Ricostruito il retroterra culturale delle scelte di oggi e il carico da 90 rappresentato dal Covid si torna all’attesa del nuovo contratto integrativo. Nel suo percorso di integrazione continua, l’azienda ha lanciato una maxi-ricerca interna che punta ad avere indietro quanti più questionari compilati dai 200 mila dipendenti nel mondo (in fabbrica il 70 per cento è donna ed è impegnato in mansioni non automatizzabili) e anche in base alle risposte darà nuova forma alla cultura del gruppo e troverà spunti per sedersi al tavolo con i sindacati.

 

L’intenzione dichiarata è di affrontare le discontinuità, “di produrre un ingaggio emozionale”, di sperimentare negli uffici ma anche nelle fabbriche del gruppo un nuovo schema di relazioni industriali. “Il cambiamento è una palla di neve che se non l’affronti diventa una valanga” dice a mo’ di vecchio proverbio Angeli.
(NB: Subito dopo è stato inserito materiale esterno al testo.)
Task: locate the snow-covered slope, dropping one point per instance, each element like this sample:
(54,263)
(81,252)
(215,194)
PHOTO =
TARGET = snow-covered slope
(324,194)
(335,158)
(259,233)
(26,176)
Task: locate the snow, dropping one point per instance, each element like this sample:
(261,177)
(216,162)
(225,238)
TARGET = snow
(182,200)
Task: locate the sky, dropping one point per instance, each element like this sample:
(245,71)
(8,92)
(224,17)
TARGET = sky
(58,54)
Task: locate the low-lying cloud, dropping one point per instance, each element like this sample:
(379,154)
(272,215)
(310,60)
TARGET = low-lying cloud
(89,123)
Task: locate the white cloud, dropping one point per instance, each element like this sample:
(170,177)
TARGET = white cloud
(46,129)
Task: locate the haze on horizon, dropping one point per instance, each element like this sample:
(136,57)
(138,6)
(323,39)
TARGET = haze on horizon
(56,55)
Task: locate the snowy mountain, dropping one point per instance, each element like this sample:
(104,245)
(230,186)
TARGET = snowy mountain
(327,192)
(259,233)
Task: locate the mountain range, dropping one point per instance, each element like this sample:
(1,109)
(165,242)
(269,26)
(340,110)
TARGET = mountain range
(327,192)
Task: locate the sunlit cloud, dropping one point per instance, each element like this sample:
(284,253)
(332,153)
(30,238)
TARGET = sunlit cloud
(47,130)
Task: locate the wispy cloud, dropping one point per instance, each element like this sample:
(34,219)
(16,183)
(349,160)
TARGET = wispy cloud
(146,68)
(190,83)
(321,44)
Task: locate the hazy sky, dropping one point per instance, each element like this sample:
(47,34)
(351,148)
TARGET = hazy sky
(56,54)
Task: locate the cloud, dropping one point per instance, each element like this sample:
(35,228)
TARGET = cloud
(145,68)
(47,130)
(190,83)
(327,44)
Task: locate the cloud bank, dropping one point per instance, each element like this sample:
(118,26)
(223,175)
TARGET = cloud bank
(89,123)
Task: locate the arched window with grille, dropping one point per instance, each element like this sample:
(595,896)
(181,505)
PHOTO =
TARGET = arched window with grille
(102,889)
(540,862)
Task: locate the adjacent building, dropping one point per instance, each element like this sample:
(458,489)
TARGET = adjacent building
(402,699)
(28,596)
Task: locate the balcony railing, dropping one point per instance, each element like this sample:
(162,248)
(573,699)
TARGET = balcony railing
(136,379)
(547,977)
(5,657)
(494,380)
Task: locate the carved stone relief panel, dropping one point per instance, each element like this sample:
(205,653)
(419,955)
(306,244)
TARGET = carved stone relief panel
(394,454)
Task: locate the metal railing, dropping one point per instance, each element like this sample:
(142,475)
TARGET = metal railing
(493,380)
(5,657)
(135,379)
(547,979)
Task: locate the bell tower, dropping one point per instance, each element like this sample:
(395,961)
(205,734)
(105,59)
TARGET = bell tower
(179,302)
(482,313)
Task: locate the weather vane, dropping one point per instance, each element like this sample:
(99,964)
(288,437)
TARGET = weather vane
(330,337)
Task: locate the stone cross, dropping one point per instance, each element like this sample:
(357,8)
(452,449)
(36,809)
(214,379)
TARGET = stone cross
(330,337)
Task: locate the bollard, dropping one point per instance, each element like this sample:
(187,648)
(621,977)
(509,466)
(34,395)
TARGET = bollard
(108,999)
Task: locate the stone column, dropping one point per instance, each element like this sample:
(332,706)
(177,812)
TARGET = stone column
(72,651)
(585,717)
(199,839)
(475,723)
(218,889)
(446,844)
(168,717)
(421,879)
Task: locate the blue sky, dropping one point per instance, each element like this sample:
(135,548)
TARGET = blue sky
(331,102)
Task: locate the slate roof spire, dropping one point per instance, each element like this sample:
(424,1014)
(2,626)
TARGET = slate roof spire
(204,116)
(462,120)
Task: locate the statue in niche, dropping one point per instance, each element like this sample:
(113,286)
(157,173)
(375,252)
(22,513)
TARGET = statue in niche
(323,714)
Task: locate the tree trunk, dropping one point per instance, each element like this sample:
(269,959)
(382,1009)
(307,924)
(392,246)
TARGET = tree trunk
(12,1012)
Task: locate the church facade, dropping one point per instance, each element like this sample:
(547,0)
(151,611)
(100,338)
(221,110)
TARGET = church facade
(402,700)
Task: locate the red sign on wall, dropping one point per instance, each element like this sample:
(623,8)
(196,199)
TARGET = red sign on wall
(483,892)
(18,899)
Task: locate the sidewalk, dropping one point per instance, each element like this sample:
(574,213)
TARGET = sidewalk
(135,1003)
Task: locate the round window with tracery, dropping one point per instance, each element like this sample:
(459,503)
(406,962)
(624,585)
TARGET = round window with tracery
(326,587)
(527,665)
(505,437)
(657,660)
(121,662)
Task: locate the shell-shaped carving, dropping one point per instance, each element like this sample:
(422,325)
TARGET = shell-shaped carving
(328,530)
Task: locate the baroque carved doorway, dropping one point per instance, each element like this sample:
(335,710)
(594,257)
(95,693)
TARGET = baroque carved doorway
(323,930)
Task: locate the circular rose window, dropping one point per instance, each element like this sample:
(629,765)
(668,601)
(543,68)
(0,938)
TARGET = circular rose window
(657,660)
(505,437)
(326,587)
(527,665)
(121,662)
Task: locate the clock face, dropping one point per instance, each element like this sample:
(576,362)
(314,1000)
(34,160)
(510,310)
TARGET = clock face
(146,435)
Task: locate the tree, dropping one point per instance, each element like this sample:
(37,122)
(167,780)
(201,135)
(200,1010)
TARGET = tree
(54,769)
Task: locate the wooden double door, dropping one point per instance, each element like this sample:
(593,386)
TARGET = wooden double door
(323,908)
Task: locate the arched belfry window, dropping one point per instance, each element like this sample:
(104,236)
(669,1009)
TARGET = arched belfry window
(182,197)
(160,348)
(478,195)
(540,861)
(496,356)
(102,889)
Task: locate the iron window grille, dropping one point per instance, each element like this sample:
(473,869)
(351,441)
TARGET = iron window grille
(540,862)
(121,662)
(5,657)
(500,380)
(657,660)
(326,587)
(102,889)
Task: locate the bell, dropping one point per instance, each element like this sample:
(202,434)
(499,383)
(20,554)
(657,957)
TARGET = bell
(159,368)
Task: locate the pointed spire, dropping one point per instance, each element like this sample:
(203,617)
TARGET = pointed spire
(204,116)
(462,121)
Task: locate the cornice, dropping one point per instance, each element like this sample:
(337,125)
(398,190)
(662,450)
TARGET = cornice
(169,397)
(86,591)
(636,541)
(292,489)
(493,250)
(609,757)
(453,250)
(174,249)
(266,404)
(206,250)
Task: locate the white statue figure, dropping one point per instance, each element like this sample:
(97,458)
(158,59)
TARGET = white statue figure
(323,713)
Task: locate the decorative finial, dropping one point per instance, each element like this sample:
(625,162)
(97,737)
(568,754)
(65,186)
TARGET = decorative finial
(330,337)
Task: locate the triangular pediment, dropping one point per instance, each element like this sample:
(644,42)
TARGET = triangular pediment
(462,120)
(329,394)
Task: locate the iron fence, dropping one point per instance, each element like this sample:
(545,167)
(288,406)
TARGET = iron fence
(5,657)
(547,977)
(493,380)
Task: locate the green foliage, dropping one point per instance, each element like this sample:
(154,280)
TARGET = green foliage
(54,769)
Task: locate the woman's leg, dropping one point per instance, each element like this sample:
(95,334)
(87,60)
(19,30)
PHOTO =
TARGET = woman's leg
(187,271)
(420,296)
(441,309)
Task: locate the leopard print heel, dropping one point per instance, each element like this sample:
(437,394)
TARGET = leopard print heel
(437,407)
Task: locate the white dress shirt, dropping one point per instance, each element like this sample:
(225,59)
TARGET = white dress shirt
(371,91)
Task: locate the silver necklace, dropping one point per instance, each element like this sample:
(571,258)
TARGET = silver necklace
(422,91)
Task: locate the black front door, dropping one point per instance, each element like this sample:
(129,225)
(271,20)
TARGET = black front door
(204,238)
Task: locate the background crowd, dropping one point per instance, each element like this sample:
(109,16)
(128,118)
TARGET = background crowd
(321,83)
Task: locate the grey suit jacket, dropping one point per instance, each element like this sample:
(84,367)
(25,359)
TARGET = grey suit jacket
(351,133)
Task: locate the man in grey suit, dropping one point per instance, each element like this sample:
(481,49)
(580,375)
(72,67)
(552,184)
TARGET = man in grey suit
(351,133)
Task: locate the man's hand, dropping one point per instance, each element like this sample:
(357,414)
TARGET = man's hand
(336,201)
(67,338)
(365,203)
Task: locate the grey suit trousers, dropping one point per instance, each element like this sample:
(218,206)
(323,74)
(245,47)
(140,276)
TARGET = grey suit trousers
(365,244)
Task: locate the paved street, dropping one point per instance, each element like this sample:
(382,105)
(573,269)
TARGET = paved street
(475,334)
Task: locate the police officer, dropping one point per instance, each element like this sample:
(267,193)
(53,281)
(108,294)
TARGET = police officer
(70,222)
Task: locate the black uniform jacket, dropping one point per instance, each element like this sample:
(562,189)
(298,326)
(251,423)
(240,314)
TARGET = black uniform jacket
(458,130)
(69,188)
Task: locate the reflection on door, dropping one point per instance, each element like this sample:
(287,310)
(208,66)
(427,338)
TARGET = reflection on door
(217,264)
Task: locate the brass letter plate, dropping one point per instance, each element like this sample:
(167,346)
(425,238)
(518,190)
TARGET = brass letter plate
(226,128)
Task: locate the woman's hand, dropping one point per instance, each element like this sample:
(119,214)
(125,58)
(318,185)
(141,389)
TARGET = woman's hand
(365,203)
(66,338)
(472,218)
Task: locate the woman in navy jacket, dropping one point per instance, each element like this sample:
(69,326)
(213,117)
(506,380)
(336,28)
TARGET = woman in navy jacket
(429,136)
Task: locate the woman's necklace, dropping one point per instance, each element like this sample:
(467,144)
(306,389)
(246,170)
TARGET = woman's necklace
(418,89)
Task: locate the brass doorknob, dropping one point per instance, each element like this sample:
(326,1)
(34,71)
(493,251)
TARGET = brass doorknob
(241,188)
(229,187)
È una linea di continuità con le intuizioni di Leonardo Del Vecchio fatta propria dall’amministratore delegato Francesco Milleri, che però è attesa al varco: dovrà produrre nuove pratiche. Sul posto di lavoro bisogna star bene ed è interesse dell’azienda che avvenga davvero. “Innanzitutto per migliorare le imprese”, chioserebbe maliziosamente Ichino.